Non conoscevo la Scapigliatura, o perlomeno non la ricordavo.
Questo romanzo affronta temi che mi interessano molto: l’amore vissuto in modo viscerale, il delirio, la sublimazione che però non conforta ma che, in questo caso fa ammalare, tutte caratteristiche queste di Fosca, il personaggio più interessante della storia.
Giorgio è un uomo che apparentemente si lascia condurre dagli eventi ma, dietro questo apparente vittimismo, secondo me c’è una condotta atta a provocare gli eventi stessi, consciamente, come lui stesso cita Lottai contro me stesso, contro la mia natura codarda che si ribellava ad un sagrifizio che io stesso avevo provocato.
Giorgio rifugge da qualsiasi tipo di convenzione sociale e si mette alla prova per avvalorare questa tesi su se stesso: conquista una donna sposata, facendo leva sulla sua naturale predisposizione al senso di pietà, che Giorgio capisce con uno sguardo, e quando Clara alla fine lo lascia, il piedistallo su cui l’aveva posta crolla.

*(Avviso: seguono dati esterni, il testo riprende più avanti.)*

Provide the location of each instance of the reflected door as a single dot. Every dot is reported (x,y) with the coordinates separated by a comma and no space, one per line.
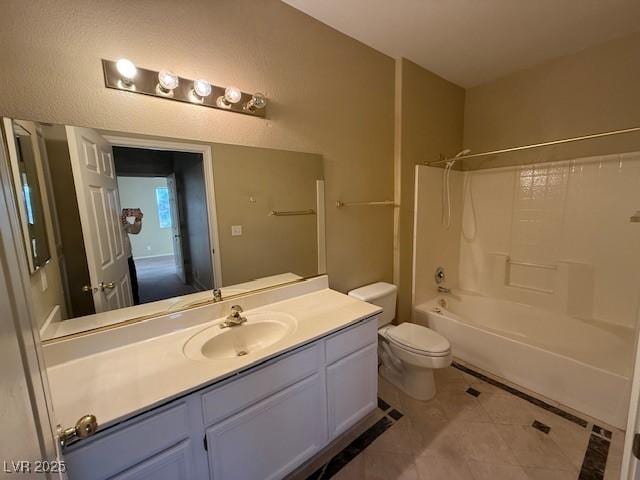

Giorgio si compiace della diversità della sua storia d’amore clandestina, così diversa dalle comuni storie d’amore, e quando è lontano da Clara i suoi pensieri sulla loro storia assumono un contorno filosofeggiante, come se Giorgio traesse più piacere nel ricordo dei bei momenti passati insieme più che nel viverli nel momento presente.
Giorgio vive per essere oggetto d’amore, quando non lo è più la donna amata fino a quel momento diventa la donna da disprezzare.
Abbandonato da Clara Giorgio cerca consolazione in Fosca, donna fino a quel momento disprezzata per la sua bruttezza e che l’uomo piano piano condusse a sé per puro narcisismo ed egoismo, dicendole bugie che giustificava a se stesso come segno di pietà, l’unico sprazzo di sincerità che ho visto nell’uomo nei confronti di Fosca è stato durante il discorso che i due hanno avuto di fronte al caminetto la notte passata nella stanza della padrona della taverna che li ha ospitati.
Fosca mi è piaciuta molto, attraverso le sue lettere la sua condotta, a prima vista senza logica, assume per me invece una logica drammatica, verso cui non posso che provare una profonda commozione.
Fosca ama senza riserve, è trasparente, non c’è malvagità in lei, chiede solamente di essere amata, anche se porta questo suo bisogno d’amore all’eccesso, ma sono sempre e solo richieste, non fa nulla per nuocere l’amato.
Giorgio dal canto suo più volte ha l’opportunità di disilluderla, consigliato saggiamente anche dal medico che vedo un po’ come la sua coscienza, ma non lo fa, preferisce continuare ad affondare in quella situazione in cui da solo si è imbarcato, dapprima per vanità e dopo per inerzia, perché non ha carattere.
Un’ultima nota: i capelli di Fosca, simbolo del suo fascino, simbolo della sua acuta intelligenza e nello stesso tempo di disordine mentale, di libertà emotiva, soprattutto sessuale (quando sono sciolti e scapigliati), il suo mistero è racchiuso nei suoi capelli perché tramite i suoi capelli esprime le sue emozioni.
Credo, e qui concludo (non riesco a concludere perché mi ha preso molto), che Giorgio rifiuti Fosca non tanto per la sua bruttezza ma perché capisce che lui e lei in realtà sono molto simili, sventurati ed infelici, Giorgio rincorre la felicità ma nello stesso tempo ne ha paura, insomma è un personaggio ancora alla ricerca di se stesso, non ha la stessa consapevolezza di Fosca.